Inductive Learning: Construct a classification rule in some predefined attribute language based on a training set of positive (+) and negative (-) instances.
Toy Example:Given the following inputs describing the stature,
hair color and eye color of 8 subjects, the ID3 algorithm will
generate the decision tree shown:
[1, short, blond, blue: +] [5, short, dark, blue: -] [2, tall, blond, brown: -] [6, tall, dark, blue: -] [3, tall, red, blue: +] [7, tall, blond, blue:+] [4, tall, dark, brown: -] [8, short, blond, brown: -]
The tree classifies the positive and negative examples into two categories: red heads or blue-eyed blonds (+) versus dark haired or brown-eyed blonds (-). Note that the height of these subjects is irrelevant.
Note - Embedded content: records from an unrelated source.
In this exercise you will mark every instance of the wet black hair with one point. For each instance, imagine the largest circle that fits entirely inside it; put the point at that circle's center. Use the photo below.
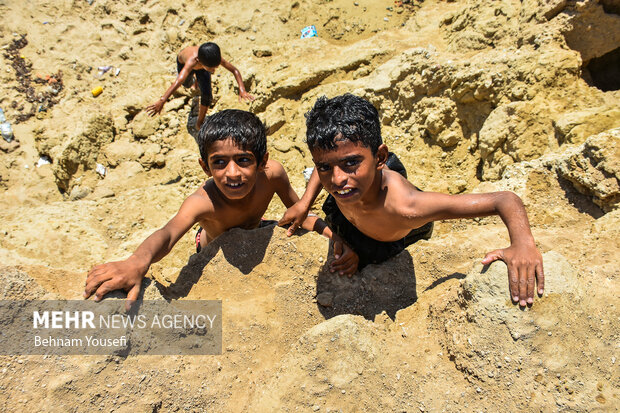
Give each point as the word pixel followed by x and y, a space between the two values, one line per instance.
pixel 245 129
pixel 346 116
pixel 209 54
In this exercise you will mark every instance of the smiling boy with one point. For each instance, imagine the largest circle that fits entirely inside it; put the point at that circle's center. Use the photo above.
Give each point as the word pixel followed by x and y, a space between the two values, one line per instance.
pixel 233 151
pixel 196 65
pixel 386 210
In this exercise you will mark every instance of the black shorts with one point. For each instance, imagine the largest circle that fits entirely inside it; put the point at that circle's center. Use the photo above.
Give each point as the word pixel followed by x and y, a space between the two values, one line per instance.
pixel 204 83
pixel 369 250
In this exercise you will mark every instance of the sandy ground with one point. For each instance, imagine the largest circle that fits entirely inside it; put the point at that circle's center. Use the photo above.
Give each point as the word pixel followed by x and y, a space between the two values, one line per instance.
pixel 472 96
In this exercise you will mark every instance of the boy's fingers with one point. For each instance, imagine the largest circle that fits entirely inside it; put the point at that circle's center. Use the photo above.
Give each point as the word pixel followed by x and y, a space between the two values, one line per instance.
pixel 92 285
pixel 337 249
pixel 103 289
pixel 540 274
pixel 531 284
pixel 294 226
pixel 522 286
pixel 493 256
pixel 513 282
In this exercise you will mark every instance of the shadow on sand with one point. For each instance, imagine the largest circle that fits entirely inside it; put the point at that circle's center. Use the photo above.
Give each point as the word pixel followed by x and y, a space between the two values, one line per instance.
pixel 243 249
pixel 388 287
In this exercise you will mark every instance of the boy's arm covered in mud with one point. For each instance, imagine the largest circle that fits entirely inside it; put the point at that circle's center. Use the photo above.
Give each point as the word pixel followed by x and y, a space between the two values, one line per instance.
pixel 157 107
pixel 127 275
pixel 297 213
pixel 242 93
pixel 346 260
pixel 524 262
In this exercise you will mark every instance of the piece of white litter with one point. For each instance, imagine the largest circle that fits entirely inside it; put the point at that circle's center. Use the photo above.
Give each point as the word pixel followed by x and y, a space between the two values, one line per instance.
pixel 308 173
pixel 100 169
pixel 44 160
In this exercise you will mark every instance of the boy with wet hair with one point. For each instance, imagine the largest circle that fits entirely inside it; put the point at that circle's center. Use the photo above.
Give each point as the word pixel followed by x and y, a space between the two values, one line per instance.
pixel 233 152
pixel 195 65
pixel 378 212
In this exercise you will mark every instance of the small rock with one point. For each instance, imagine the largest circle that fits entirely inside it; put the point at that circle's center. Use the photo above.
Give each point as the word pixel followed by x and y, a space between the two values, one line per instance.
pixel 262 52
pixel 326 299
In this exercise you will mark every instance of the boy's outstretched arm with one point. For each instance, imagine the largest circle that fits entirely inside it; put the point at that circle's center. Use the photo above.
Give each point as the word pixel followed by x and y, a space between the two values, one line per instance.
pixel 297 213
pixel 524 262
pixel 346 260
pixel 157 107
pixel 127 274
pixel 242 93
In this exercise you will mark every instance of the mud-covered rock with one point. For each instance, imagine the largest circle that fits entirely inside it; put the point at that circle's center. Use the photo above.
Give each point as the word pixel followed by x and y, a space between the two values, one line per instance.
pixel 594 168
pixel 144 126
pixel 515 132
pixel 79 153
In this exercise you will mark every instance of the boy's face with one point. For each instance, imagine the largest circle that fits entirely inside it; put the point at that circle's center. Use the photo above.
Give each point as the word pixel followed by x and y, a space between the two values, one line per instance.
pixel 348 171
pixel 211 69
pixel 234 169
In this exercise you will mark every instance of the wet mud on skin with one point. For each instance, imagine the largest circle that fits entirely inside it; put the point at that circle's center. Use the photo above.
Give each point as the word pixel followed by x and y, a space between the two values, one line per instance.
pixel 472 97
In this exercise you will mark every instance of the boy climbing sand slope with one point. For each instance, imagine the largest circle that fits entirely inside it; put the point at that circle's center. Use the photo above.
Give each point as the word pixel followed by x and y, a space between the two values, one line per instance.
pixel 196 65
pixel 378 212
pixel 233 151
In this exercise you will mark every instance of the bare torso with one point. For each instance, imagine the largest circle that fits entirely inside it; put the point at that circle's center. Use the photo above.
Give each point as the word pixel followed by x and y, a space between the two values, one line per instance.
pixel 190 54
pixel 245 213
pixel 383 220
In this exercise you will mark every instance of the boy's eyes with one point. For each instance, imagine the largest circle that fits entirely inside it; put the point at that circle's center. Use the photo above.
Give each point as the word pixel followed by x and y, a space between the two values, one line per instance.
pixel 243 160
pixel 345 164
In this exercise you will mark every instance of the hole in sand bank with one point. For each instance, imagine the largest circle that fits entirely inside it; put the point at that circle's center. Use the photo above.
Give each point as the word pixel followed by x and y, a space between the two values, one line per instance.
pixel 604 72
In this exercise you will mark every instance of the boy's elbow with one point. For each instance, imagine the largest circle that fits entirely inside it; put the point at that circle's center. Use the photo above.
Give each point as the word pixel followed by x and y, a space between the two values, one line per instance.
pixel 509 198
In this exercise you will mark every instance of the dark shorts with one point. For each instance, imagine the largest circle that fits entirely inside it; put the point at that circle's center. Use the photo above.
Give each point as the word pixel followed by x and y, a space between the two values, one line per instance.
pixel 204 83
pixel 369 250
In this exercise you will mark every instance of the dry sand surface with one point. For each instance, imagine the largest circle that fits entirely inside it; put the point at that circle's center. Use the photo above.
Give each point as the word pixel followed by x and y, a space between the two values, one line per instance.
pixel 473 96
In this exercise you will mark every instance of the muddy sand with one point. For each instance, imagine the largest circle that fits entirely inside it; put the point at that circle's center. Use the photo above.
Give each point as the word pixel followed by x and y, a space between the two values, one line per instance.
pixel 473 97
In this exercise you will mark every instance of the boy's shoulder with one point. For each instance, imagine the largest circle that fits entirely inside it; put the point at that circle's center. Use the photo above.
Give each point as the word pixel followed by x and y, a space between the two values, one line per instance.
pixel 203 200
pixel 400 194
pixel 274 170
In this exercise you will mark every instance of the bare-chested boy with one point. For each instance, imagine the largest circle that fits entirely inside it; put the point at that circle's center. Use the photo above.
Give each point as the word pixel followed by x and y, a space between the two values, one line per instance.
pixel 233 151
pixel 378 212
pixel 196 65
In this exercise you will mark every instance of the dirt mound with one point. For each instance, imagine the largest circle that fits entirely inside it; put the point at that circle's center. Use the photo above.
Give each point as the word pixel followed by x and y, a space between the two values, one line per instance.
pixel 509 95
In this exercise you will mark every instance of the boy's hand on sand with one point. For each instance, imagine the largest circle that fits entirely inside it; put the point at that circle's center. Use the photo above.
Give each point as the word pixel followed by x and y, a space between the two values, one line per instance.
pixel 295 216
pixel 155 108
pixel 120 275
pixel 525 268
pixel 346 260
pixel 246 96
No. | Risk | History | Debt | Collateral | income |
---|---|---|---|---|---|
1 | high | bad | high | none | $0-15K |
2 | high | unk | high | none | $15-35K |
3 | mod | unk | low | none | $15-35K |
4 | high | unk | low | none | $0-15K |
5 | low | unk | low | none | over $35K |
6 | low | unk | low | adequate | over $35K |
7 | high | bad | low | none | $0 to 15K |
8 | mod | bad | low | adequate | over $35K |
9 | low | good | low | none | over $35K |
10 | low | good | high | adequate | over $35K |
11 | high | good | high | none | $0 to $15K |
12 | mod | good | high | none | $15 to $35K |
13 | low | good | high | none | over $35K |
14 | high | bad | high | none | $15 to $35K |
function induce_decision_tree(Examples, Properties) { if all entries in Examples are in the same class return a leaf node labeled with that class else if Properties is empty return a leaf node labeled with disjunction of all classes in Examples else { select a property P and make it the root of the current tree delete P from Properties for each value, V, of P { create a branch labeled V let partition[V] be elements of Examples with values V for property P call induce_decision_tree(partition[V], Properties) and attach result to V } } }
As the in-class exercise reveals, if you choose a different propery as the base of the tree, you get a different tree.
Information Theory (Shannon, 1948) can be used to select the property that contributes the largest information gain as the root of each subtree.
Information Content: The amount of information in a message
is a function of the probability of the occurrence of each possible
message. Given a universe of messages M = {m1, m2, ...mn}
and a probability p(mi) for the occurence of each message,
the information content of a message in M is given by:
I(M) = Sum_from_1_to_n[-p(mi)log2(p(mi))]
Information content is measured in bits, but this is not the same notion of bit as in binary digit.
Coin Toss Example. The amount of information in a fair coin toss is
I(fair_coin) = -p(heads)log2(p(heads)) - p(tails)log2(p(tails))
= -1/2log2(1/2) - p(1/2)log2(1/2)) = 1 bit
Unfair Coin Toss. The amount of information for an unfair coin where
the coin has a 75% chance of being heads would be:
I(unfair_coin) = -3/4log2(3/4) - p(1/4)log2(1/4)) = 0.811 bits
Because knowledge would enable you to bet correctly 3/4 of the time, a message about the outcome of a given toss is worth less than a message about the outcome of a given toss of a fair coin.
Rule: At each level of the tree, choose the property that maximizes information gain.
We won't go into the details of computing information gain, other
than to say that for the root of the tree, the information gain for
property P is the difference between the total amount of information
in the tree and the expected gain of information for that property:
gain(P) = I(Credit_Risk_Table) - E(P)
The results for the Credit Risk Problem are:
Property | Information Gain |
---|---|
Income | 0.967 bits |
Credit History | 0.266 bits |
Debt | 0.581 bits |
Collateral | 0.756 bits |
Given these values, we would choose Income as the root property. And reapply this algorithm for each subsequent level. This leads to much smaller decision tree than our original tree for the Credit History Problem.
There were 23 Primitive attributes such as inability to move the king safely.
Training Set Size | % of Universe | Errors in 10,000 Trials | Predicted Errors |
---|---|---|---|
200 | 0.01 | 199 | 728 |
1,000 | 0.07 | 33 | 146 |
5,000 | 0.36 | 8 | 29 |
25,000 | 1.79 | 6 | 7 |
125,000 | 8.93 | 2 | 1 |
Quinlan's C4.5 (1996) is a refinement of ID3 that addresses some of these issues.